Smith intends to be just as devoted to such study at Penn State, where he’s among the prized defensive players of the 2019 recruiting class. Smith already has enrolled in college and isn’t straying from his plan.
“Those are the things you have to do if you want to be great,” Smith said before last week’s Under Armour All-America Game in Orlando. “There are people who would be up at a party, but for me, I don’t get into all that. I have goals for my family and my future. So if this is one of the sacrifices I have to make, I’ll do it.”
Classic outside linebacker: Smith, the five-star prospect of Penn State’s 2019 class, projects as classic outside linebacker. He’s a 6-3, 225-pound playmaker whom his high school coach called “one of the most explosive athletes I’ve ever seen.” Smith was Virginia’s 2018 Gatorade Player of the Year at Louisa County High, making 300 tackles (45 for losses) in his last two seasons.
A two-time team captain, Smith helped Louisa County to a 25-2 record the past two years and was a finalist for the Maxwell Club’s national defensive player-of-the-year award. He can change games with single plays: Smith forced 14 fumbles the past two seasons. As a junior, he blocked six kicks.
Louisa County coach Will Patrick said that Smith’s “ability to diagnose plays and command the defense is second to none.” Smith is most proud of what informs that ability: his study habits.
Devoted to film study: Smith and his father, Maurice, began watching film together when Smith was a freshman. They studied opposing offenses, identifying lineman and running-back tendencies, then tried to overlay Smith onto the field in those situations.
Once it became a habit, Smith said he didn’t have to be told to study film.
“If I know there’s a game uploaded, boom, I’m right there,” he said. “I know what to do in certain situations because of the countless hours I spend watching film.”
Connecting with PSU: As a sophomore, Smith and his father sent highlights to Penn State, which prompted an offer to visit campus. That visit didn’t produce a scholarship offer, though.
The next one did, part of a process Penn State coach James Franklin called vital to recruiting both Smith and his family.
“They came up here and we didn't offer, and he had offers from everybody. A lot of times when you do that, guys leave and they feel slighted,” Franklin said in December. “And for whatever reason, that was something that they really liked — that we weren't just going to throw an offer out. We wanted to know the family. We probably take a different approach to a lot of people. When we offer, it's serious.”
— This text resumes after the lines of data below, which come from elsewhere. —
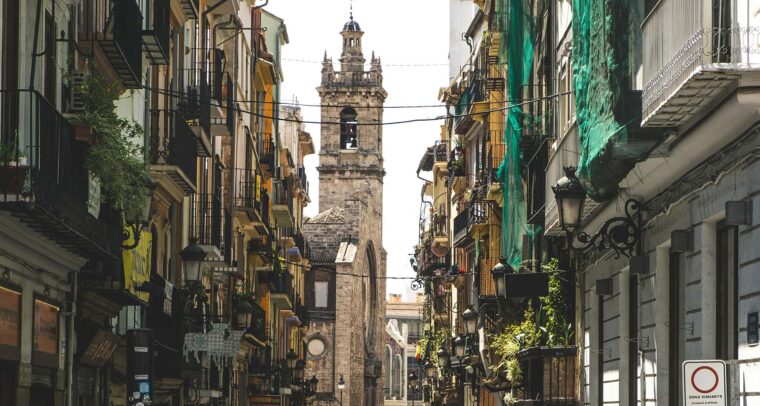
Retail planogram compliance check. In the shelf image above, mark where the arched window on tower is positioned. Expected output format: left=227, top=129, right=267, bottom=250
left=340, top=107, right=359, bottom=149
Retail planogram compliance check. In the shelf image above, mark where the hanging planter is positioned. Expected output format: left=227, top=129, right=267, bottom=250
left=504, top=272, right=549, bottom=297
left=74, top=124, right=93, bottom=145
left=0, top=144, right=29, bottom=195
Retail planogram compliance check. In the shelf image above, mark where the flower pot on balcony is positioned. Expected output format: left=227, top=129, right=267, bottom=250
left=0, top=162, right=29, bottom=195
left=74, top=124, right=93, bottom=145
left=504, top=272, right=549, bottom=297
left=515, top=346, right=578, bottom=405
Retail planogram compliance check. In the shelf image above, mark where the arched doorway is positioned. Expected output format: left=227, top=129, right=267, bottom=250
left=361, top=241, right=380, bottom=406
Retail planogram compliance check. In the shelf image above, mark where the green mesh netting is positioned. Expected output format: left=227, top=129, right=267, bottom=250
left=496, top=0, right=535, bottom=267
left=572, top=0, right=641, bottom=200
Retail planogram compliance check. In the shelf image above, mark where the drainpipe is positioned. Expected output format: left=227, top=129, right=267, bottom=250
left=29, top=0, right=44, bottom=91
left=66, top=272, right=77, bottom=406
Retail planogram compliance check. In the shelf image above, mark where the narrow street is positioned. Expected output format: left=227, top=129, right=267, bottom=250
left=0, top=0, right=760, bottom=406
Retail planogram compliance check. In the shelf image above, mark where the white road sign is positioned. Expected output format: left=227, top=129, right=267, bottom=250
left=682, top=360, right=728, bottom=406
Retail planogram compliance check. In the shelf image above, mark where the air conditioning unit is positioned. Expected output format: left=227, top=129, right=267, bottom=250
left=66, top=72, right=86, bottom=114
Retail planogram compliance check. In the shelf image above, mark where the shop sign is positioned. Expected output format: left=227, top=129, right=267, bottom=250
left=682, top=360, right=728, bottom=406
left=183, top=323, right=245, bottom=365
left=121, top=225, right=153, bottom=303
left=164, top=281, right=174, bottom=316
left=34, top=299, right=61, bottom=354
left=32, top=299, right=61, bottom=368
left=0, top=286, right=21, bottom=348
left=80, top=330, right=121, bottom=367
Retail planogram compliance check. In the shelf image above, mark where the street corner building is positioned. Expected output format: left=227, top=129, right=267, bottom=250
left=0, top=0, right=314, bottom=406
left=412, top=0, right=760, bottom=406
left=303, top=11, right=387, bottom=405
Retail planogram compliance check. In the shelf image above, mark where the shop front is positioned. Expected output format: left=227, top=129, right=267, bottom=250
left=0, top=283, right=21, bottom=405
left=29, top=296, right=62, bottom=406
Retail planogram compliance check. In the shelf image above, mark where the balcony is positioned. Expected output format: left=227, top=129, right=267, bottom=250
left=235, top=299, right=267, bottom=342
left=258, top=270, right=293, bottom=309
left=150, top=110, right=198, bottom=195
left=483, top=144, right=507, bottom=186
left=142, top=0, right=170, bottom=65
left=477, top=258, right=499, bottom=299
left=211, top=72, right=237, bottom=137
left=525, top=140, right=549, bottom=227
left=179, top=0, right=199, bottom=20
left=0, top=90, right=121, bottom=256
left=205, top=48, right=227, bottom=119
left=82, top=0, right=143, bottom=89
left=272, top=178, right=294, bottom=227
left=453, top=200, right=498, bottom=248
left=296, top=166, right=309, bottom=197
left=430, top=212, right=449, bottom=252
left=190, top=194, right=225, bottom=252
left=642, top=0, right=760, bottom=127
left=454, top=78, right=488, bottom=135
left=177, top=69, right=211, bottom=157
left=257, top=133, right=275, bottom=176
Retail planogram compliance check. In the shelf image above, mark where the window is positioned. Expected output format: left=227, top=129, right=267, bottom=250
left=340, top=107, right=358, bottom=149
left=715, top=224, right=739, bottom=360
left=628, top=275, right=639, bottom=405
left=314, top=282, right=327, bottom=307
left=668, top=252, right=686, bottom=405
left=596, top=295, right=604, bottom=405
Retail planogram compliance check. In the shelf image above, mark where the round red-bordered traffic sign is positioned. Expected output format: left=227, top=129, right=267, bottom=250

Becoming friends with Arrington: Smith didn’t know much about Penn State’s legacy as “Linebacker U” before beginning the recruiting process. Since then, he has studied the tradition and befriended former all-America linebacker LaVar Arrington, now a high school coach in California.
Smith and Arrington first met at last season’s “Whiteout” game, and one piece of advice from Arrington has stuck with him: Don’t get bored. By graduating early and enrolling at Penn State in January, Smith proved he’s ready to accelerate the pace.
That could get him on the field as early as next season. Both Smith and fellow linebacker Lance Dixon enrolled early and will be on campus for spring practice. As a result, Franklin said the linebacker room “has gotten competitive real quick.”
“Like really competitive,” Franklin said. “It’s obviously been competitive since we've been here, but I'm talking about a whole other level.”